If someone had ever seen an advertisement for Intel, it would have been a sight to advertise Intel engineers wearing dresses from head to toe dancing in the room, looking like astronaut dancing on a spaceship.
And if you have a little technical passion, you are also curious to ask what they are wearing, and if you love it, how do you ever dream of wearing that outfit? Work like them, a fun job? Yes, that is the protective clothing when working in a clean room (such as Intel's semiconductor clean room, for example), and it would not be pleasant to work with. You will ask again, what is clean room? Why clean room? Hope this article will help you with the initial insights on clean rooms.
1. What is clean room?
If you need to simply say, we can say that "clean room" is a very clean room. Cleanroom is, as defined by ISO 14644-1: "A room where the concentration of suspended particles in the air is constrained and it is built and used. The production and retention of particles in the room is reduced to a minimum and other factors in the room such as temperature, humidity, pressure can be controlled and controlled. " Originally in English: "A room in which the concentration of airborne is controlled, and which is constructed in a manner to minimize the introduction, generation and retention of particles inside the room and in which other relevant parameters, eg temperature, humidity , and pressure, are controlled as neccessary. " To put it simply, a clean room is a closed room in which the amount of dust in the air is minimized to prevent contamination of research, manufacturing and manufacturing processes. At the same time, the temperature, pressure and humidity of the air are controlled and controlled to benefit most of the processes. In addition, the room is guaranteed aseptic, no harmful gas in the sense of "clean" of it.
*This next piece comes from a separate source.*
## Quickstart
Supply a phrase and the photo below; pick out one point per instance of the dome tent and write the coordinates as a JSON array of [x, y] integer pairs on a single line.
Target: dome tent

2. History of clean rooms, the need for clean rooms
Clean rooms are used for the first time in the medical field. Preliminary work by Pasteur, Koch, Lister and other pioneering biologists has shown that infections are the cause of many diseases, one of which is the cause of the infection. Hygiene in the environment. For the first time in the 1860s, Joseph Lister (a professor at Glasgow University) set up a closed system to limit dirt and contamination at the Royal Infirmary, is an institute founded by Glasgow University, now known as Glasgow Western Infirmary. This is the first clean room. And the cleanroom system used for production began to be used during the Second World War to improve military guns and weapons. Up until now, the clean room has only been cleaned up by a simple vacuum cleaner and humidifier, which is far from today. Next, the clean room was further developed thanks to the impetus from the nuclear, biochemical, and chemical research fields that led to the introduction of air purification systems. Large clean rooms, better air filtration systems, began to flourish in 1955. Western Electric Company (Winston-Salem, USA) faced problems with the wrong products. Damaged due to the presence of dust particles in the air. Their requirements were clean rooms without dust, and since then clean room systems have been developed, with filtration systems, control systems, protective clothing to prevent dirt. is developed today. And now, clean rooms are used in many fields: medical, scientific and technical materials, electronic components, physical, chemical, biological, precision engineering, pharmaceutical ...
3. Cleanrooms standard
The first standard of clean rooms is the amount of dust, ie the concentration of dust particles suspended in the air is controlled to the extent (of course the dust must be cleaned then). If we compare the human hair diameter to 100 μm, the dust particles in the room may have a diameter of 0.5 to 50 μm (see picture).
Cleanroom standards were first introduced in 1963 in the United States, and are now common standards in the world. These are the standards for determining the amount of dust in a unit of air volume. They are divided into dust sizes and room types determined by the number of dust particles larger than 0.5 μm in volume of 1 cubic foot of air in the room.
a) Federal Standard 209 (1963)
This standard was first defined in 1963 (named 209), and then continuously improved into versions 209 A (1966), 290 B (1973) ..., for to 209 E (1992).
b) Federal Standard 209 E (1992)
This standard determines the amount of dust in the air in standard units (m3). The cleanroom classification is based on the log scale of the dust content of diameters greater than 0.5 μm. Below is the standard table of FS 209 E.
c) ISO 14644-1:
The International Standards Organization (ISO) has set international standards for clean rooms. ISO 14644-1 was issued in 1999, called "Classification of Air Cleanliness". Clean room types are based on the expression:
Cn is the maximum permissible content (in particles / m 3) of the air densities greater than or equal to the size considered.
N is an ISO rating, not exceeding 9, and a minimum allowable index of 0.1
D is the particle diameter in μm
0,1 here is a constant with the dimension μm.
Thus, it is easy to determine the dust limits from the formula and easily classify each clean room level (table 3).
It should be noted that the level of air contamination in the room depends on the dust particles produced in the room, not just the fixed number of rooms. Therefore, in the standards of the room, always require continuous cleaning systems and also regulations on the room size and number of people, the number of possible activities in the clean room. In addition to these standards, each sector may also have its own requirements, for example, in the field of semiconductor industry that requires different industry. ... I remember that the semiconductor industry manipulated material particles up to microns, hence strict requirements for small dust content, while the health sector requires high levels of cleanliness and air conditioning to prevent contamination.